We'll start off with some basic one table queries:

* Which listing name has the highest price?

* What is the id of the location with the lowest longitude?

* What is the greatest occupancy of a listing?

* What is the average price of a listing?

* What is the count of number of hosts?

### Relationships
To help us better understand the relationships, create queries below that JOIN the tables. 

Have them map out the relationships 

*  host
    * include the host name, and host id
    
* A location belongs to a neighborhoods 
    * neighborhood_id, latitude, longitude
* A neighborhood belongs to a neighborhood group

* listing 
    * name, host_id, location_id, room_type, price, occupancy

### JOINs

For the following queries, use the relationships between the tables to find the solutions

* What is the longitude and latitude of the listing of the highest price?

* What is the neighborhood id of the listing with the lowest price?

* What is the longitude and latitude of the listing of the lowest price?

### Relations and GROUP BY

* What is the name of the host has the most number of reviews?

* What is the name of the host with the highest average listing price?

* What is the name of the host with the lowest average listing price?
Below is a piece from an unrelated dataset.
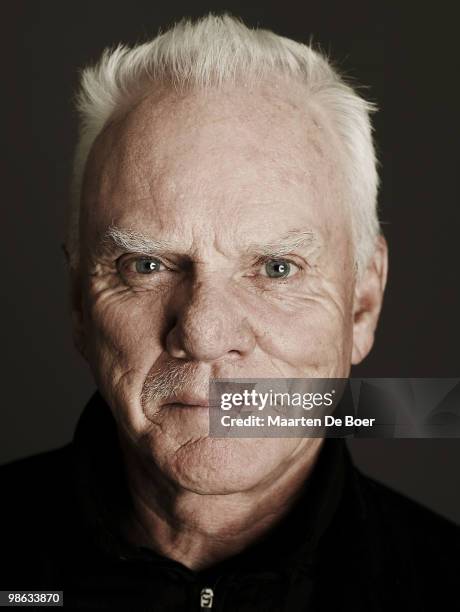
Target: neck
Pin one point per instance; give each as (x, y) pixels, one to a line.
(200, 530)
* What is the name of the neighborhood with the most number of locations

* What are the names of the neighborhoods with 10 locations?

The following questions will require joins of three tables

* What is the average occupancy of each neighborhood?

* What is the total number of reviews for each neighborhood?

* Write a query that returns the name and average listing price of each neighborhood

### Conclusion
In this lab we worked on the "Has One" and "Has Many" relations in SQL. We began by mapping out the relations between the tables, which gave us a better idea of how we could then join them in our queries. We finished the lab by creating queries using JOIN clauses that connect the tables using these relationships.